BME 620 Labs

December 14, 2016

Luckily, our labs weren’t as bad as the picture suggests. However, BME 620 labs were still challenging because they were open-ended and bounded at the same time. We only had 3 hours to run the lab and write the report, and we had to choose what question we wanted to ask that day and how much data to collect. The labs were done in groups of 2 or 3 so that helped generate ideas. 

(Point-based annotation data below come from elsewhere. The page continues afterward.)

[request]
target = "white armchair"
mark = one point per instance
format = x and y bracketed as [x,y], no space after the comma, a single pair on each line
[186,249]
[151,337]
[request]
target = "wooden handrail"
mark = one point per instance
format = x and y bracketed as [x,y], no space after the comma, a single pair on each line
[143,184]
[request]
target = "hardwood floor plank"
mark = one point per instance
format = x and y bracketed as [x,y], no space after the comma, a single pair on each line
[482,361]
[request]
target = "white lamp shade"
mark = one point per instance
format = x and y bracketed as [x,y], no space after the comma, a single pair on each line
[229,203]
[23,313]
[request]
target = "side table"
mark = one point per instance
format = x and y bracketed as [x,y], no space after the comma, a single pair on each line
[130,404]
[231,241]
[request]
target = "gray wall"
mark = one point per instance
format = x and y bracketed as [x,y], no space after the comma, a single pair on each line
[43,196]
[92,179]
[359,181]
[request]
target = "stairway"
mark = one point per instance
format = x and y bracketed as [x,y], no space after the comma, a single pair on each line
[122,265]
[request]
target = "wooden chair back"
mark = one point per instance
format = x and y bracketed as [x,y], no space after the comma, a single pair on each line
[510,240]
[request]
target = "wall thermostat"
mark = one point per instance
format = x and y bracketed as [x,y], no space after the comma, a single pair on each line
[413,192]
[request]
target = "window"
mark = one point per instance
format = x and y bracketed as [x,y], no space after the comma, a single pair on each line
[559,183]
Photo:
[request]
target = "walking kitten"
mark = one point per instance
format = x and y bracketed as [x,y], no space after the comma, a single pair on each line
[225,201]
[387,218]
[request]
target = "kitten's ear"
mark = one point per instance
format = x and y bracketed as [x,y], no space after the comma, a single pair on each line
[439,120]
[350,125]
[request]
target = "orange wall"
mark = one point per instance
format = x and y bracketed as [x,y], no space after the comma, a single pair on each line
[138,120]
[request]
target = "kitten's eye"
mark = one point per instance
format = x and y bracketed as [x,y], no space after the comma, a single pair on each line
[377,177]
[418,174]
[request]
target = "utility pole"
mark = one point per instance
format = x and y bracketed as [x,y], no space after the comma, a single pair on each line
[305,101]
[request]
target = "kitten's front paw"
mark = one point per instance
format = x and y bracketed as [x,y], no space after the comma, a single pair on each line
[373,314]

It wasn’t completely random – each lab had a topic related to lecture earlier that day. The lab coordinator for that week, a fellow student from class, would come prepared with some experiment ideas and provide us background and methods to do the lab successfully. They basically ran the lab with the TA’s help. Honestly, being lab coordinator was harder than doing the lab itself. 

 

I really liked these labs because it wasn’t a boring textbook experiment to run. Instead, we chose what questions we were interested in, collected data from different devices, and analyzed it – similar to what you would actually do in industry. And that was the point – having a set of instructions isn’t good preparation for the real-world where the question might be known but the experiment is often something we have to design.

 

Two labs I enjoyed were the acoustic signals and nerve conduction. In the first one, we used a cochlear implant simulator software to mimic what a deaf person would hear with a cochlear implant and tested how many electrode channels were required before the audio became intelligible for the user.  It demonstrated that so much of what we hear is also based on what we see – without any visual cues or context about the audio sound, I (as the test subject) found it really difficult to determine what was being said and it required 25 channels at a minimum.

 

In the second one, we gave ourselves a slight shock near the bicep muscle to stimulate the median motor nerve there and in the wrist to stimulate the same nerve, and recorded the EMG signal in the thumb and forefinger for both stimulations. by calculating the latency (delay) between the two recordings, we determined the nerve conduction velocity. The nerve controls those muscles and we could see a visible twitch after the stimulation was applied. Signal processing with MATLAB was needed to filter out noise and find EMG peaks. Nerve conduction speeds are known in normal nerves and are a good tool to diagnose neuropathies because a slower than average velocity would imply nerve damage of some sort.